Hey First name / friend,
In late September I had the chance to go to Brazil for a quick visit to the family. It is funny how the place where you form your first memories can bring out so much inspiration.
I had not had the chance to spend much time at home since starting Get Pickled in 2020 (I wonder if anyone can guess why😉). It has been great being back in so many familiar places with different eyes.
I was able to go back to our family’s old country house, which is now home to my brother’s great passion – orchids. Daniel is an award-winning orchid breeder and it is great seeing the old place with teeming with new life. I enjoyed my favourite fruit, pitanga, straight from the tree – itself a cutting from a tree at my great-grandmother’s house. It felt as though I was tasting my own history in its tart and delicious berries.

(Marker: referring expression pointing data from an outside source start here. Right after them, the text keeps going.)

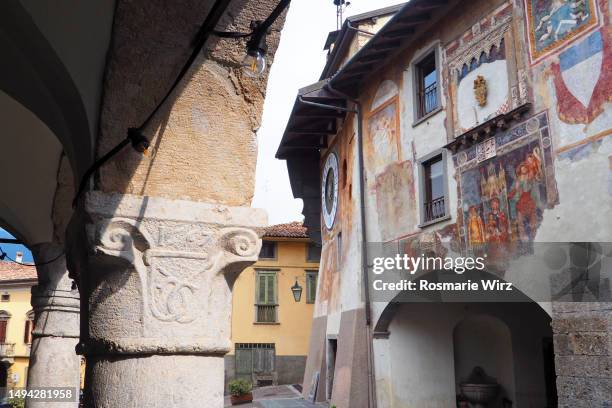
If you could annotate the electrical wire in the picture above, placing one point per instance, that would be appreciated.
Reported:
(4, 255)
(135, 136)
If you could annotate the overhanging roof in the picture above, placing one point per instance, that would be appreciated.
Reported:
(308, 126)
(342, 38)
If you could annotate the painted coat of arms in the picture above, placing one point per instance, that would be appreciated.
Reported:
(553, 23)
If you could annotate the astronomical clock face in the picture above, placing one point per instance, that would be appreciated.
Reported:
(329, 190)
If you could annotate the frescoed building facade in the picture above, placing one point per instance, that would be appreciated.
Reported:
(16, 322)
(477, 127)
(272, 309)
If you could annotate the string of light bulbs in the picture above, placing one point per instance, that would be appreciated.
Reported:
(254, 65)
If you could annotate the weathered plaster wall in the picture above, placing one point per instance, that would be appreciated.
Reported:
(568, 87)
(424, 376)
(203, 139)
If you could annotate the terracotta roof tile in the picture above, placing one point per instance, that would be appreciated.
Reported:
(10, 271)
(294, 229)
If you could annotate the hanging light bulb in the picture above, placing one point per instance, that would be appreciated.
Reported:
(254, 63)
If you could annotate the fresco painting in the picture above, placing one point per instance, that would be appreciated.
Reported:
(381, 143)
(481, 74)
(551, 24)
(503, 198)
(582, 82)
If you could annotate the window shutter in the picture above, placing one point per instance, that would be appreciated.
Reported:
(266, 288)
(271, 289)
(3, 331)
(26, 334)
(261, 289)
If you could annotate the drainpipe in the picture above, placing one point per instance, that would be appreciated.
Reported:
(364, 248)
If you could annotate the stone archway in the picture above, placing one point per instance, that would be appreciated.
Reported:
(482, 340)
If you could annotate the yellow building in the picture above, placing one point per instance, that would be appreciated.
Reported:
(272, 309)
(16, 321)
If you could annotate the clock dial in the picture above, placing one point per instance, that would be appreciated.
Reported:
(329, 190)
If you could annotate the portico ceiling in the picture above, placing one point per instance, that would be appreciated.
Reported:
(53, 60)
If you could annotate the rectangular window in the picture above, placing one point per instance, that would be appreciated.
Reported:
(255, 361)
(313, 252)
(27, 335)
(311, 286)
(266, 297)
(268, 250)
(433, 179)
(426, 85)
(3, 324)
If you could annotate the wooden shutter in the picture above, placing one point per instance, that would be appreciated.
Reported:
(3, 324)
(27, 335)
(311, 286)
(244, 361)
(266, 288)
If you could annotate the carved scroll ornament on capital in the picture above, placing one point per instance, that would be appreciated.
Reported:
(173, 279)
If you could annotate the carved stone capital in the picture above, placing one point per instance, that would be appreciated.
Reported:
(56, 304)
(159, 273)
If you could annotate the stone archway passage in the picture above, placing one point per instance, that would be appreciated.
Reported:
(422, 350)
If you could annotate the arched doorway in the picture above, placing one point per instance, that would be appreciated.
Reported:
(485, 341)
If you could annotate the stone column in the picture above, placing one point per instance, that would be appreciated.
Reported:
(158, 276)
(53, 359)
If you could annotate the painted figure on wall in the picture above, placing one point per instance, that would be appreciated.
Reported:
(581, 80)
(507, 192)
(510, 191)
(381, 144)
(476, 231)
(553, 23)
(497, 223)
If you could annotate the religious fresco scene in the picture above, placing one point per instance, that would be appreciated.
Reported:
(503, 198)
(481, 73)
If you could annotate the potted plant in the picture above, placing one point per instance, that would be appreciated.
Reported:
(240, 392)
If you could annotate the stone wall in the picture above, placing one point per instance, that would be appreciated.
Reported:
(583, 349)
(203, 140)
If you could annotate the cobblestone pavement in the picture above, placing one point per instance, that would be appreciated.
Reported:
(282, 396)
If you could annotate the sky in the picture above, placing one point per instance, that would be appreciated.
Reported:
(298, 62)
(11, 249)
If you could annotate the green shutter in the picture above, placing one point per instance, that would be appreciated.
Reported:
(266, 288)
(311, 286)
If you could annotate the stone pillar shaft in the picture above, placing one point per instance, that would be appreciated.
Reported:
(53, 359)
(158, 275)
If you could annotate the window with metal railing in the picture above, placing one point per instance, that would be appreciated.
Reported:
(434, 205)
(426, 85)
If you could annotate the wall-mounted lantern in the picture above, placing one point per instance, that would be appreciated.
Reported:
(297, 291)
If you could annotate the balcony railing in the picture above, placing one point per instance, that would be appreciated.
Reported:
(434, 209)
(266, 313)
(7, 349)
(428, 99)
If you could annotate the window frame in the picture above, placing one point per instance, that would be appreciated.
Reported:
(266, 272)
(310, 273)
(422, 162)
(416, 84)
(275, 250)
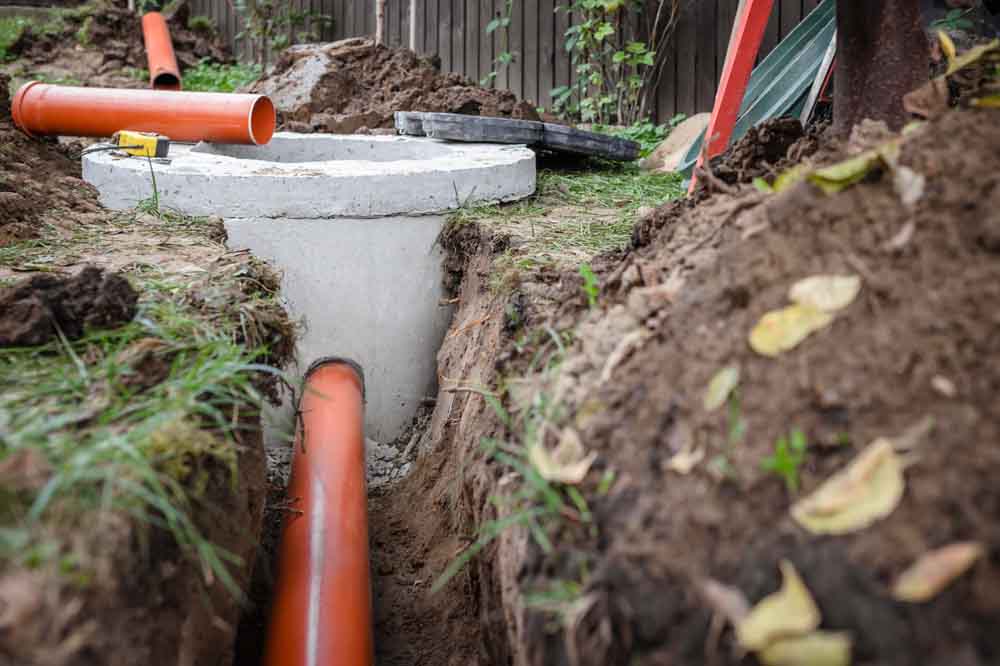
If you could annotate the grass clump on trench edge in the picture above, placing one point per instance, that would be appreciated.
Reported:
(134, 422)
(575, 213)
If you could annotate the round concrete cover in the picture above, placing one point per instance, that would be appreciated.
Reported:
(319, 176)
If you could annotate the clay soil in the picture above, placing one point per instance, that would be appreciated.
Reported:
(362, 84)
(920, 341)
(100, 44)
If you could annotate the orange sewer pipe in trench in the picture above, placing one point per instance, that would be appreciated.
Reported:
(163, 71)
(322, 607)
(43, 108)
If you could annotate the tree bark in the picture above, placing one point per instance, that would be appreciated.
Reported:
(882, 54)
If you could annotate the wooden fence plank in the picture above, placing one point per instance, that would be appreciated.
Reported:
(547, 41)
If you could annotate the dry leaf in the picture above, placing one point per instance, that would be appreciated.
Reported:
(868, 489)
(935, 570)
(837, 177)
(722, 384)
(781, 330)
(567, 463)
(685, 460)
(909, 185)
(828, 293)
(790, 611)
(819, 648)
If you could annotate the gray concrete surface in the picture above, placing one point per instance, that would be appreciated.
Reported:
(369, 290)
(352, 223)
(319, 176)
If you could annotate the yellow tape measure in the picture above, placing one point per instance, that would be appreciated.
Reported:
(142, 144)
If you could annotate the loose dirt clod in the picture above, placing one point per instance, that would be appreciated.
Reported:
(41, 307)
(354, 86)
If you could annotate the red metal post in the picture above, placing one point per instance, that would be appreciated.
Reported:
(740, 59)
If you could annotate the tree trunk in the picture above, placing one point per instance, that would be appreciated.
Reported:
(882, 54)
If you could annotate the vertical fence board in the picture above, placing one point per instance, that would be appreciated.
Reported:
(547, 44)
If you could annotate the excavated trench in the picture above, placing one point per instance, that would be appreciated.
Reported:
(373, 275)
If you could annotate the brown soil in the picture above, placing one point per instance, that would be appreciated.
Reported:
(94, 48)
(39, 183)
(354, 85)
(927, 313)
(37, 309)
(916, 343)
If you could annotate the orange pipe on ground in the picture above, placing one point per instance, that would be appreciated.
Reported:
(164, 74)
(322, 608)
(45, 109)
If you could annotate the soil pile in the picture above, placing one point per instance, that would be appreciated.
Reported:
(692, 501)
(39, 183)
(94, 43)
(37, 309)
(354, 85)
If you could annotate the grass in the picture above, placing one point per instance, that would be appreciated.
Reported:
(575, 213)
(214, 77)
(113, 445)
(10, 32)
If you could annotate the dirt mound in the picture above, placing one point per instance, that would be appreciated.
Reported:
(913, 345)
(39, 183)
(35, 310)
(97, 41)
(353, 85)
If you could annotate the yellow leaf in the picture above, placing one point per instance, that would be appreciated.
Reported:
(790, 611)
(788, 178)
(567, 463)
(935, 570)
(971, 56)
(820, 648)
(868, 489)
(988, 102)
(828, 293)
(837, 177)
(722, 384)
(947, 46)
(781, 330)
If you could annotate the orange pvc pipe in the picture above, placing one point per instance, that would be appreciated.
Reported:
(164, 74)
(46, 109)
(322, 607)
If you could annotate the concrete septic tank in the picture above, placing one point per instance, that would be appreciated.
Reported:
(352, 222)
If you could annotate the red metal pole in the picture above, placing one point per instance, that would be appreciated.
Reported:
(740, 59)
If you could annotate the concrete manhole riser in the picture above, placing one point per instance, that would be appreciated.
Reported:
(352, 222)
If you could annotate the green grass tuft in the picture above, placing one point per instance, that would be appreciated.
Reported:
(214, 77)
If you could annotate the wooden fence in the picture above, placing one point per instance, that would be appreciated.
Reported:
(455, 31)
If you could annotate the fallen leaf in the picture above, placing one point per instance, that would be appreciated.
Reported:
(685, 460)
(868, 489)
(988, 102)
(935, 570)
(947, 46)
(828, 293)
(722, 384)
(971, 56)
(837, 177)
(781, 330)
(909, 185)
(567, 463)
(819, 648)
(790, 611)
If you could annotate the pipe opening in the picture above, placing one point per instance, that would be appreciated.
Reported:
(166, 81)
(262, 120)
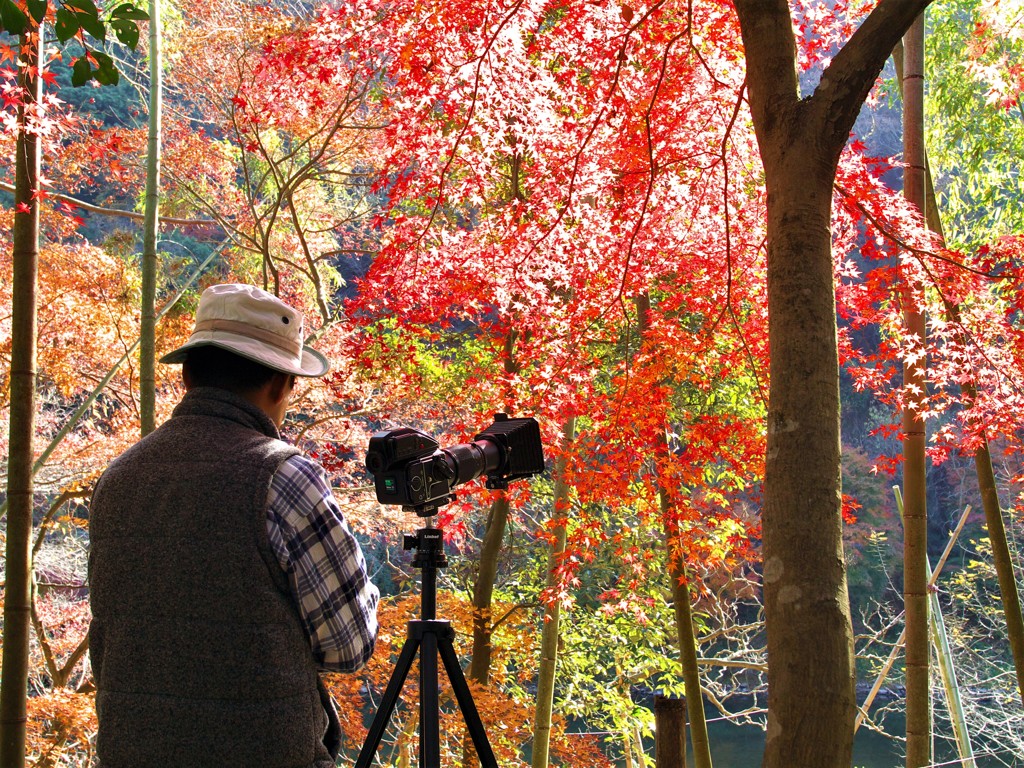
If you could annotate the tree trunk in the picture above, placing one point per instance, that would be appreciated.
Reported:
(811, 692)
(549, 633)
(147, 361)
(685, 639)
(919, 741)
(17, 591)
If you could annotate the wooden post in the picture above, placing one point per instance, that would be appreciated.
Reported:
(670, 732)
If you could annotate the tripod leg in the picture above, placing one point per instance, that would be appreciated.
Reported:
(465, 698)
(384, 712)
(430, 748)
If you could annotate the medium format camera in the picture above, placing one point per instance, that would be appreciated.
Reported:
(411, 469)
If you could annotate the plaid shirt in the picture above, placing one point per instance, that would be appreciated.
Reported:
(325, 565)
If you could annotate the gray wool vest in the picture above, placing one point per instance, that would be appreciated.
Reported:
(199, 654)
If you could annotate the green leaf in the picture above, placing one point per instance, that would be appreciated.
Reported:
(86, 7)
(128, 10)
(93, 26)
(105, 73)
(126, 31)
(67, 26)
(38, 9)
(11, 17)
(81, 73)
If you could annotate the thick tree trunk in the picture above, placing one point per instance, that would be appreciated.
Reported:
(147, 361)
(549, 632)
(919, 741)
(17, 590)
(811, 698)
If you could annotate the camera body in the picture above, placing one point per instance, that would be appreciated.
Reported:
(412, 470)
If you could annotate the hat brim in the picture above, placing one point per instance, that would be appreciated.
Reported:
(311, 363)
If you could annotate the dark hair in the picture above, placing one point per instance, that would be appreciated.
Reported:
(213, 367)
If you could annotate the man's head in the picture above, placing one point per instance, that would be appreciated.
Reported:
(249, 342)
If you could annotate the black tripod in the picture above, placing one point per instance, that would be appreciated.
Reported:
(429, 636)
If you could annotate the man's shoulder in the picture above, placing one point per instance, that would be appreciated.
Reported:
(300, 469)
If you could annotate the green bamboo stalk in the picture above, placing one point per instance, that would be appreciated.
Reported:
(947, 671)
(151, 230)
(887, 667)
(550, 630)
(87, 402)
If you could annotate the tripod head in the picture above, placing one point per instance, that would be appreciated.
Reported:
(429, 546)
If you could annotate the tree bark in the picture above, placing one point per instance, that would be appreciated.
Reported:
(147, 331)
(549, 632)
(811, 692)
(17, 591)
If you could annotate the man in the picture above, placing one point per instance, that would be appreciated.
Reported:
(222, 573)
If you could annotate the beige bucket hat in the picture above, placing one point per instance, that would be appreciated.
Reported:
(254, 324)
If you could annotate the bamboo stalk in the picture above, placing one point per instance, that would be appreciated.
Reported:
(887, 667)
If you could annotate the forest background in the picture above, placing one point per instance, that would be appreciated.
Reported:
(547, 209)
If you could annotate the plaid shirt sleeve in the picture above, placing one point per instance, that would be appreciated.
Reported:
(325, 565)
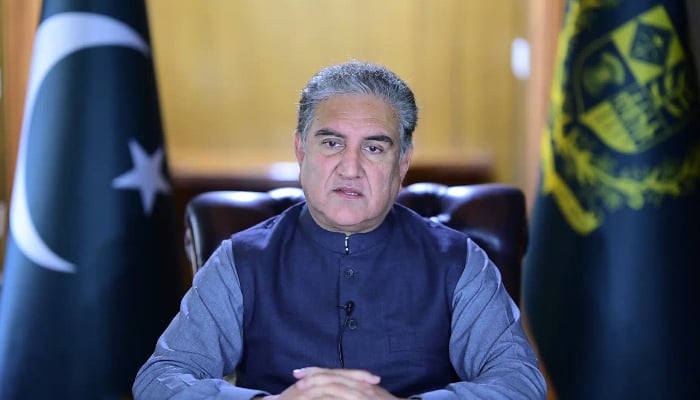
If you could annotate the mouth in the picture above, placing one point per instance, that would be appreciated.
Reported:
(348, 192)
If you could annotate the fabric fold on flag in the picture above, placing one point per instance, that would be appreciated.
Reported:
(610, 285)
(92, 271)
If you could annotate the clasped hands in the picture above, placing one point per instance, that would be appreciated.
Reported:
(342, 384)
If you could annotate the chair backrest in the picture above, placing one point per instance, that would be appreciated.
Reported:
(492, 214)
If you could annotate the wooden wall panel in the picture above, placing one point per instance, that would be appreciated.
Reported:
(230, 72)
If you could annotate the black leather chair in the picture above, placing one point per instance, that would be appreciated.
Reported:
(492, 214)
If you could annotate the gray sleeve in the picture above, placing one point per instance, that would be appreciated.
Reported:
(203, 342)
(488, 346)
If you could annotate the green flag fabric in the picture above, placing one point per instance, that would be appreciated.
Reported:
(92, 271)
(612, 276)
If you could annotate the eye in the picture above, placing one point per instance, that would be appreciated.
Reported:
(331, 143)
(373, 149)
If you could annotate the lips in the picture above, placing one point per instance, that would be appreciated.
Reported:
(347, 191)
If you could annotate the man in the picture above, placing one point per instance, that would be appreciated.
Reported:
(347, 295)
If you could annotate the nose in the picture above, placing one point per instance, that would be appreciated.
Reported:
(350, 164)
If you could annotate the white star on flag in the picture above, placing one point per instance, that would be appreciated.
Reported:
(146, 176)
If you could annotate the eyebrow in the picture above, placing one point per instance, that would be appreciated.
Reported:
(376, 138)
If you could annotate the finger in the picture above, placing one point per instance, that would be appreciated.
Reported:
(357, 374)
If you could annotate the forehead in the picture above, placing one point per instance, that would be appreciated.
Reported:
(356, 112)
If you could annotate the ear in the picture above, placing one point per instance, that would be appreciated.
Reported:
(298, 147)
(405, 162)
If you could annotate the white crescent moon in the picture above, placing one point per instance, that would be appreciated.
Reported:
(56, 38)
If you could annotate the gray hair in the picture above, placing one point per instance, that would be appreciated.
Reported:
(355, 77)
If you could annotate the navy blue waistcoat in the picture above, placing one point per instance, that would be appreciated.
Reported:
(297, 278)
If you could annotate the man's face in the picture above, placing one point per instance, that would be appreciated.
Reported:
(350, 171)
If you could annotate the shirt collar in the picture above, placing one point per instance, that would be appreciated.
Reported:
(335, 241)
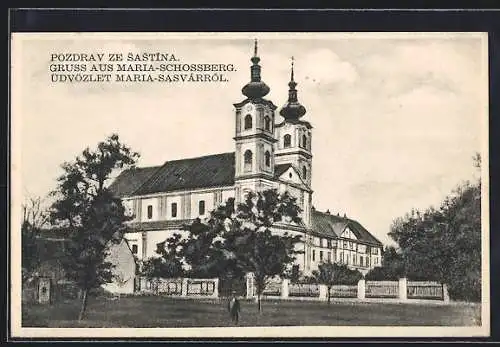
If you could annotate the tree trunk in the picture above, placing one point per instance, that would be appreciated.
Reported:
(84, 305)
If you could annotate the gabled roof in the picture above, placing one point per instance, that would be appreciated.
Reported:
(329, 225)
(294, 121)
(202, 172)
(129, 180)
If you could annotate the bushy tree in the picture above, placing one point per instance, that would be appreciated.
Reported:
(331, 274)
(445, 244)
(93, 215)
(237, 239)
(35, 217)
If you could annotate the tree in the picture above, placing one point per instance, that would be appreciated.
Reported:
(330, 274)
(238, 240)
(35, 217)
(445, 244)
(93, 216)
(392, 267)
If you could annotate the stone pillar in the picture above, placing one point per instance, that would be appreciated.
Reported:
(323, 292)
(216, 288)
(184, 287)
(361, 288)
(403, 289)
(250, 285)
(284, 288)
(446, 294)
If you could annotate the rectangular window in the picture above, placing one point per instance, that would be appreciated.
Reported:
(201, 207)
(174, 209)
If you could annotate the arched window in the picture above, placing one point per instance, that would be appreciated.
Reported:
(287, 140)
(267, 157)
(248, 122)
(267, 123)
(248, 157)
(201, 207)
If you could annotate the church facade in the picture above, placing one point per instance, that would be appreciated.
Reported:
(270, 153)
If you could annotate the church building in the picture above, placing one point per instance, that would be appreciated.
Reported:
(273, 150)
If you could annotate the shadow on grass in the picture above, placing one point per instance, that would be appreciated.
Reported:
(154, 312)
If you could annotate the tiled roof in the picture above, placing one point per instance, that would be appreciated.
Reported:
(202, 172)
(329, 225)
(129, 180)
(295, 121)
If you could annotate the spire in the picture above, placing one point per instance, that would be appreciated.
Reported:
(292, 110)
(255, 89)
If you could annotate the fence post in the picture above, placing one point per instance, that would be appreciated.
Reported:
(446, 294)
(323, 292)
(216, 288)
(284, 288)
(184, 287)
(361, 289)
(250, 285)
(403, 289)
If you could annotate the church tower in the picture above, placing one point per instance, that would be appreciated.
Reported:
(294, 135)
(254, 135)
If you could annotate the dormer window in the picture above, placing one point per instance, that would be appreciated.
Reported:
(267, 123)
(248, 122)
(201, 207)
(287, 141)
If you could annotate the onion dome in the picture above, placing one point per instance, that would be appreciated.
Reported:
(255, 89)
(292, 110)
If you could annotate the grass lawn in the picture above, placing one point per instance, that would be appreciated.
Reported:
(161, 312)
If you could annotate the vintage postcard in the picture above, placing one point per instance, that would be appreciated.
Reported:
(204, 185)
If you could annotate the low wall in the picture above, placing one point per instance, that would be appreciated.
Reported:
(180, 287)
(401, 290)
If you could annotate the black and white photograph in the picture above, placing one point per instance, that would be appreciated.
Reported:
(249, 184)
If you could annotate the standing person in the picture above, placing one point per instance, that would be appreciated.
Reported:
(234, 308)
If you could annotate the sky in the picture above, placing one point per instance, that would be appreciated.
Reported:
(396, 118)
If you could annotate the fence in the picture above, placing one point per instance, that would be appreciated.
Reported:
(179, 287)
(344, 291)
(401, 290)
(425, 290)
(382, 289)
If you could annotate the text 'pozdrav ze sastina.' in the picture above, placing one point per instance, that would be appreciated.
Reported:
(133, 67)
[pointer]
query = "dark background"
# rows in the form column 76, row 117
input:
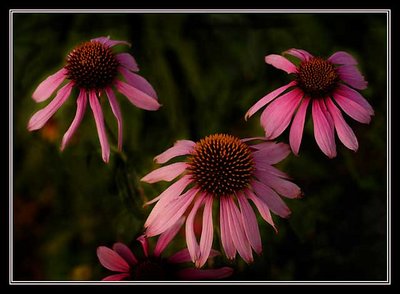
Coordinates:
column 208, row 70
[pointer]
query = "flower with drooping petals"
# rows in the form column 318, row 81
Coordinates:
column 328, row 85
column 227, row 171
column 93, row 68
column 152, row 266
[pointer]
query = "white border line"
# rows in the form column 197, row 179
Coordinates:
column 223, row 11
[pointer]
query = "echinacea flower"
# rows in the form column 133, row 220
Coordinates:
column 223, row 170
column 328, row 85
column 128, row 266
column 92, row 68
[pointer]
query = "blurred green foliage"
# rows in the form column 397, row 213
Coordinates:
column 207, row 69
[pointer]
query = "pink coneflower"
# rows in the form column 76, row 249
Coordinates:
column 225, row 170
column 92, row 68
column 152, row 266
column 326, row 84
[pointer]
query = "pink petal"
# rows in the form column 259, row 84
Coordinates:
column 101, row 129
column 49, row 85
column 342, row 57
column 138, row 82
column 323, row 128
column 303, row 55
column 191, row 240
column 273, row 201
column 181, row 256
column 170, row 213
column 277, row 116
column 109, row 43
column 116, row 277
column 181, row 147
column 112, row 260
column 207, row 232
column 281, row 62
column 81, row 103
column 267, row 98
column 352, row 76
column 281, row 186
column 164, row 199
column 40, row 118
column 262, row 208
column 345, row 133
column 117, row 113
column 198, row 274
column 137, row 97
column 127, row 60
column 271, row 153
column 226, row 238
column 355, row 105
column 296, row 130
column 125, row 253
column 166, row 237
column 145, row 244
column 237, row 231
column 165, row 173
column 250, row 223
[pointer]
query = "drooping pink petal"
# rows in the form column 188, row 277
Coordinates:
column 226, row 238
column 191, row 240
column 145, row 244
column 355, row 105
column 262, row 208
column 81, row 103
column 127, row 60
column 184, row 256
column 273, row 201
column 267, row 98
column 281, row 186
column 237, row 231
column 323, row 128
column 112, row 260
column 164, row 199
column 49, row 85
column 40, row 118
column 250, row 223
column 271, row 152
column 296, row 130
column 276, row 117
column 205, row 274
column 281, row 62
column 101, row 129
column 345, row 133
column 271, row 170
column 116, row 277
column 138, row 82
column 117, row 113
column 165, row 173
column 108, row 42
column 125, row 253
column 137, row 97
column 342, row 57
column 352, row 76
column 301, row 54
column 207, row 232
column 171, row 213
column 166, row 237
column 181, row 147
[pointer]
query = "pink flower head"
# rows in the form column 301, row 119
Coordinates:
column 92, row 68
column 328, row 84
column 120, row 259
column 223, row 170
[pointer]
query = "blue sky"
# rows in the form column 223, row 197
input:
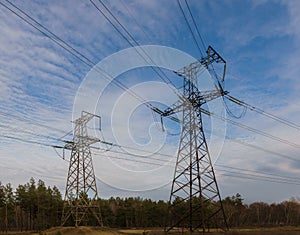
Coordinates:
column 39, row 82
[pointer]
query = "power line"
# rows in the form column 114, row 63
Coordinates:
column 168, row 82
column 262, row 133
column 63, row 44
column 261, row 111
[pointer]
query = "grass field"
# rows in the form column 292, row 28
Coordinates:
column 107, row 231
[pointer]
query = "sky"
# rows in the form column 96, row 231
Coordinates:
column 43, row 87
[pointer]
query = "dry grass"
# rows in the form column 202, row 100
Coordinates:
column 107, row 231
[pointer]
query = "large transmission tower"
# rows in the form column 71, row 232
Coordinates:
column 195, row 201
column 81, row 191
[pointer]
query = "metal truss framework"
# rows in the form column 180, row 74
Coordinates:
column 195, row 201
column 81, row 190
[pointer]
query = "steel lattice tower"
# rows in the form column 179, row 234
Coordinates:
column 81, row 191
column 195, row 201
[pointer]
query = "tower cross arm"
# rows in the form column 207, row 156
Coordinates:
column 196, row 100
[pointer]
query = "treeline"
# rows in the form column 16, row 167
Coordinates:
column 35, row 206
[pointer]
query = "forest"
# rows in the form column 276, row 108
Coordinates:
column 35, row 206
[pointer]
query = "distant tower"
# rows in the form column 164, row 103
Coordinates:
column 195, row 201
column 81, row 190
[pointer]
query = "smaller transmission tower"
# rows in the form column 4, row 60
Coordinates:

As spring was just kicking in, I also had the chance to source gorgeous winter cabbages straight from out veg patch, to do my photo shoot for the Frome List. Who better to photograph me with my ferments than my very own plant-obsessed brother? Whatever I was not able to source at the farm, I found in our Mercado Municipal in São Paulo – the main food market in the area, a lot like the New Covent Garden in London. This triggered another trip down memory lane . . . in Brazil, we have one of the biggest Japanese communities outside Japan; many of them, when they first immigrated, ended up going to rural areas and doing agricultural work, not least because of the language barrier. And they excelled at it. Growing up, we would source fresh veg only from our weekly market – and the best vegetable stalls would be owned by them.
Going back to a proper market, I could still see the great impact these Japanese had on our food culture. A lot of the stalls are still owned by Japanese families, with a wealth of Asian ingredients like ume (sour plums), mooli and Napa cabbage. I also appreciated for the first time how much they value surplus, as they offer for sale the tops of vegetables and not the just the roots of produce such as carrots, radishes and horseradish. A truly zero-waste system.
This trip truly rekindled my emotional memories of all things plant from my home country and the many cultures that make it so unique!